Ramadi, Iraq– Privileged under Saddam Hussein and relegated to the political wilderness after his fall, many Sunni Arabs voted in Sunday’s parliamentary poll.
In Sunni heartlands like Anbar province, where US forces faced a bloody insurgency, anger against Prime Minister Nuri al-Maliki‘s Shia-led government seemed palpable.
"There are no services and no jobs. We live in poverty. What are they waiting for? To see us beg to stay alive?" asked Kamel Farhan, 66, who lost two sons in a drive-by shooting by insurgents a few years ago and himself bears bullet scars.
"If there is no change, blood will reach the knee. Killings and violence will return to this province," he declared, sitting in a relative’s shop in the provincial capital of Ramadi.
Minority Sunnis alienated by the US-led invasion spurned the first election for an interim assembly in January 2005. They did not boycott the second, held in December the same year for a full parliament, but still felt shut out of political power.
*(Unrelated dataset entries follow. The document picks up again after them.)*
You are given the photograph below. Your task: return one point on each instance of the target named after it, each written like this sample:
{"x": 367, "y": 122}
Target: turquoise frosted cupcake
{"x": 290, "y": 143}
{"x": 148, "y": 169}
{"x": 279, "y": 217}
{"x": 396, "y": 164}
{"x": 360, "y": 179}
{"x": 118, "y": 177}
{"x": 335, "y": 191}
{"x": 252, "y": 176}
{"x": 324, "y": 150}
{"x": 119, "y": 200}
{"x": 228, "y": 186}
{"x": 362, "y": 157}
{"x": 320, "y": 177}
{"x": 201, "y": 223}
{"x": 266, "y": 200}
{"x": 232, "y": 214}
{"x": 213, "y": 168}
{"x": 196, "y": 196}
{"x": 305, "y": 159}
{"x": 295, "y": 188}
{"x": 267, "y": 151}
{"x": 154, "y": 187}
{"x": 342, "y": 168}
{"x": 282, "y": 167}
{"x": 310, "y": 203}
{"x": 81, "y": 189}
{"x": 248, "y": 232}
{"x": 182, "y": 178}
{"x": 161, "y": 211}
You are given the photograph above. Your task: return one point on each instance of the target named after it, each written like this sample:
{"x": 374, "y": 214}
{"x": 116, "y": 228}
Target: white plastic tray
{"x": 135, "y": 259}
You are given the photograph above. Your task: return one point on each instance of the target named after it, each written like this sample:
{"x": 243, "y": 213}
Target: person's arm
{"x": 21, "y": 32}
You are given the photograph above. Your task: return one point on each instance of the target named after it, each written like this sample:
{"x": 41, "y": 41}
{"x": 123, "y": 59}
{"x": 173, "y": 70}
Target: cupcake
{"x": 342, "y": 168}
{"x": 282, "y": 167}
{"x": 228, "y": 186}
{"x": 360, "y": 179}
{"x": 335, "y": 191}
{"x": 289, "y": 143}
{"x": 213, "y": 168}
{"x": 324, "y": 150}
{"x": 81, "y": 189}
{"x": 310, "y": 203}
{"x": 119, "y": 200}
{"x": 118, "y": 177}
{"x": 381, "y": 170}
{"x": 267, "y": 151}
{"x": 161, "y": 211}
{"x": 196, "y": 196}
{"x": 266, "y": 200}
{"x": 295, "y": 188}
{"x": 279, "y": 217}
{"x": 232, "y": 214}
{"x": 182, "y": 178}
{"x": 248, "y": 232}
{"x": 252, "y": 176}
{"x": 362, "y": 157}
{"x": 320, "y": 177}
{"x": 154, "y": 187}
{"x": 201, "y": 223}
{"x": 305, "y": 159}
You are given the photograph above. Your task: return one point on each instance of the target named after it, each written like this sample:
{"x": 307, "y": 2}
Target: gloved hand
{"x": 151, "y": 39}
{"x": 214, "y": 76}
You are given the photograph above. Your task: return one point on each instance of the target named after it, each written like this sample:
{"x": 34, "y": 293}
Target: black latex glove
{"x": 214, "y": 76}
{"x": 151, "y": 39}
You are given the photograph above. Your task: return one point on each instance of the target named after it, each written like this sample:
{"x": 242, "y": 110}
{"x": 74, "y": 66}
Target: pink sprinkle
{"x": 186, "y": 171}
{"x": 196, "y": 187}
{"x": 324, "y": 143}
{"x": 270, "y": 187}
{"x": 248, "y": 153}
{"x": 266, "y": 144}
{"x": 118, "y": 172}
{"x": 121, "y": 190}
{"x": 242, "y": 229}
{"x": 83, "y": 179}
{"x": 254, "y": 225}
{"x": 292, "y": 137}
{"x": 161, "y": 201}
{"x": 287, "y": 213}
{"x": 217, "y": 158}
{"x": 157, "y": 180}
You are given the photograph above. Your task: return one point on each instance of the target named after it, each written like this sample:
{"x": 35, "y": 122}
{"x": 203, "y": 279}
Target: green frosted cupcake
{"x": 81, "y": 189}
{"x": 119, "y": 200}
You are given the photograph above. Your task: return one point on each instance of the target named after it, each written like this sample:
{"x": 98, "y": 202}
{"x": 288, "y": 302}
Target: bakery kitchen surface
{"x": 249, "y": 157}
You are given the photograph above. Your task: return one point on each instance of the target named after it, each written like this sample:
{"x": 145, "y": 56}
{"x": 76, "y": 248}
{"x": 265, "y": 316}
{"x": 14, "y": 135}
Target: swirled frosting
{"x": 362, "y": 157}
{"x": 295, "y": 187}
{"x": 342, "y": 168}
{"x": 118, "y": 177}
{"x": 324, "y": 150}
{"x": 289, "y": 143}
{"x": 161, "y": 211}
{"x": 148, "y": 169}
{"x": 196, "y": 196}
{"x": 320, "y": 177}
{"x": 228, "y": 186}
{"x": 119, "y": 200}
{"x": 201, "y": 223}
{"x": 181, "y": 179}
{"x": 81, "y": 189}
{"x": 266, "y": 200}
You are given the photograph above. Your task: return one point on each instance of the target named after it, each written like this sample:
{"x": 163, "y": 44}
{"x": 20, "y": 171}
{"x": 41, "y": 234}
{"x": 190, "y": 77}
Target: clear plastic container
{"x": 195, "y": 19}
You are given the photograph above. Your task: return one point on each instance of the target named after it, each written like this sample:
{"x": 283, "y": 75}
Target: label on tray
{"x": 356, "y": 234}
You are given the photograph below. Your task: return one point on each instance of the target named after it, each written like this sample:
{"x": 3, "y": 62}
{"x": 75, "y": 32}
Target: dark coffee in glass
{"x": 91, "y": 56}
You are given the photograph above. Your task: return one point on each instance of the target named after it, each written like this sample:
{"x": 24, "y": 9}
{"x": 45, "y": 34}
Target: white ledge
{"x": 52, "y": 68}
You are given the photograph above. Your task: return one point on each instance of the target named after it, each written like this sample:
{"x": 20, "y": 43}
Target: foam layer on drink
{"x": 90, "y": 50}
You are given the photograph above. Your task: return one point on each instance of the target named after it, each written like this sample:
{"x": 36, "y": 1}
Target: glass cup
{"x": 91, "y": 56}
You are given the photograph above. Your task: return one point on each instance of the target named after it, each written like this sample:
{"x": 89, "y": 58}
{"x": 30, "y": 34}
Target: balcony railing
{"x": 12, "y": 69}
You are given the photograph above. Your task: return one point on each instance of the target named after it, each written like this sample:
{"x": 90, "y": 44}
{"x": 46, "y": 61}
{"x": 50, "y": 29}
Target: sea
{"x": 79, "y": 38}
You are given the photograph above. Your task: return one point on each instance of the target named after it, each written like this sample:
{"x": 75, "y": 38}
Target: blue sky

This time Sunni voters expect a tangible reward.
Turnout in Anbar, a vast swathe of desert stretching from Baghdad to the Syrian, Jordanian and Saudi borders, was a solid 61 percent, only just below the 62 percent national average.
That figure was matched or bettered in other Sunni-majority provinces, according to Iraq’s Independent High Electoral Commission. Sixty-six percent voted in Nineveh, 62 percent in Diyala and 73 percent in Salahuddin, home to Saddam’s clan.
Security in Anbar has improved dramatically since tribal leaders helped turn the tide of war by aligning Sunni fighters with US-backed Iraqi forces against al Qaeda from 2006 on.
Most Anbar voters seemed to support either Ahmed Abu Risha, one of those tribal sheikhs, or former Prime Minister Iyad Allawi, a secular Shia leading a cross-sectarian list.
"Allawi is the best. He is another Saddam but without the moustache," said Turki Hamad, sitting with friends who applauded his words — reflecting popular admiration in this frontier province for leaders in the mould of Iraq’s ousted strongman.
Competitive democracy is new to Iraq, where Saddam won a 2002 referendum on his leadership with 100 percent of the vote.
Sunnis were not immune from Saddam’s iron fist, but did not experience the systematic oppression suffered by restive Kurds and majority Shias who gained power after his overthrow.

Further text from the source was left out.